Les SCPI européennes sont-elles imposables à l’IFI ?
Oui. Les parts de SCPI européennes entrent dans l’assiette de l’IFI à hauteur de la valorisation de la part. La localisation étrangère du patrimoine sous-jacent ne change rien : c’est la résidence fiscale du détenteur qui détermine l’assujettissement. Au-delà de 1,3 million d’euros de patrimoine immobilier net, le barème progressif de 0,5 % à 1,5 % s’applique.
Comment déclarer les revenus d’une SCPI européenne ?
La déclaration s’effectue sur le formulaire 2042 et son annexe 2047 (revenus de source étrangère).
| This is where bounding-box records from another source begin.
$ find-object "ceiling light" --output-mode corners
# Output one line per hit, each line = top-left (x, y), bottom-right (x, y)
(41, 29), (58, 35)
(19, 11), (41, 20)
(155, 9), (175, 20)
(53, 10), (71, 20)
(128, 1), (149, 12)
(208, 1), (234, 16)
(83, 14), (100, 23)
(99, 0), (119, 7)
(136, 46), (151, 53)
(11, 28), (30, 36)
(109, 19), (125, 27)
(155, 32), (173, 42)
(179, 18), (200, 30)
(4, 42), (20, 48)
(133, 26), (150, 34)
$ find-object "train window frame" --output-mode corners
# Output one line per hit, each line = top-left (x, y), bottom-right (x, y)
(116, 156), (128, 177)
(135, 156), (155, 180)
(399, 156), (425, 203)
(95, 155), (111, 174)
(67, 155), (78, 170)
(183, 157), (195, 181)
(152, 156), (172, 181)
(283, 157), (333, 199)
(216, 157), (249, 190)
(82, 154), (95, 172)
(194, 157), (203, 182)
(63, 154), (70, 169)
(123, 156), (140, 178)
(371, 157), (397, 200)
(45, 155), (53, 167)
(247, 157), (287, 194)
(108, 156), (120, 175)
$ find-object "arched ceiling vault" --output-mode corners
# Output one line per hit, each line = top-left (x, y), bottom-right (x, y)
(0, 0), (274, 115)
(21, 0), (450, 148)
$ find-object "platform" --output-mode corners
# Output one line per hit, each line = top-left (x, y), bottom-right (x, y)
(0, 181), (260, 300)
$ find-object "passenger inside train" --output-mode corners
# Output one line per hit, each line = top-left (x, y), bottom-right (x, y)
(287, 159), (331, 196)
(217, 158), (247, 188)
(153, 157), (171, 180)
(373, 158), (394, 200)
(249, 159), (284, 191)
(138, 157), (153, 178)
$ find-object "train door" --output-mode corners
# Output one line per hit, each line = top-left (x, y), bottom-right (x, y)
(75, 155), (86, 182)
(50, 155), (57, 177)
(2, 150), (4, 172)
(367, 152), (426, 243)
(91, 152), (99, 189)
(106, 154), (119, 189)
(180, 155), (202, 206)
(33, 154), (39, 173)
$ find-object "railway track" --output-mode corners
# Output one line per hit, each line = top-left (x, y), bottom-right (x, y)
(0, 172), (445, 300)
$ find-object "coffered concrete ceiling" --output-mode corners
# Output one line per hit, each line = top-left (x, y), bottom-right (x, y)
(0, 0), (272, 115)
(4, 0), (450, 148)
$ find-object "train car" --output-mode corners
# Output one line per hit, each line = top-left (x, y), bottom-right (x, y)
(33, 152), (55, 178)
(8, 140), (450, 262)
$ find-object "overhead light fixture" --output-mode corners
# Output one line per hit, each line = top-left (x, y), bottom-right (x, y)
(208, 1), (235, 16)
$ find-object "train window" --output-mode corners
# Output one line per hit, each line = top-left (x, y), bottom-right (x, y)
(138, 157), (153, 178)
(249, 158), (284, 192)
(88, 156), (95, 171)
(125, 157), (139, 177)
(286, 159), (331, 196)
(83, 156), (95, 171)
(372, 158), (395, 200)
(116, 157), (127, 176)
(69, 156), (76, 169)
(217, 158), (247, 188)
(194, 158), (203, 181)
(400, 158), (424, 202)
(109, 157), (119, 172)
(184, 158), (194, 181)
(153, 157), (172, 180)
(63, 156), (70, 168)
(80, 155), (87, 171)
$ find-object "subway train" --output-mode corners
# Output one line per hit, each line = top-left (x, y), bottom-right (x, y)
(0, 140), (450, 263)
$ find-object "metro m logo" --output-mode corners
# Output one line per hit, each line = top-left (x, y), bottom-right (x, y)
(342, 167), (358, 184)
La société de gestion fournit chaque année un imprimé fiscal unique (IFU) précisant les montants à reporter dans chaque case selon le pays de source. Conservez ce document, il sera réclamé en cas de contrôle.
Quelle SCPI européenne offre le meilleur rendement net ?
Sur la base des taux de distribution 2024, Comète (10,28 %) et Reason (8 %) sont en tête. Toutefois le rendement net dépend des frais de souscription : une SCPI à 10 % de frais et 7 % de rendement reste équivalente à une SCPI sans frais et 6 % de rendement sur les cinq premières années. L’analyse doit toujours intégrer la durée de détention prévue.
Les SCPI européennes combinent un rendement supérieur (6,5 à 7 % en moyenne 2024) et une exonération de prélèvements sociaux (17,2 %) qui crée un écart de rentabilité nette de 2 à 3 points face aux SCPI françaises. À condition d’éviter l’assurance vie, de respecter un horizon de 8 à 10 ans et de diversifier sur plusieurs véhicules.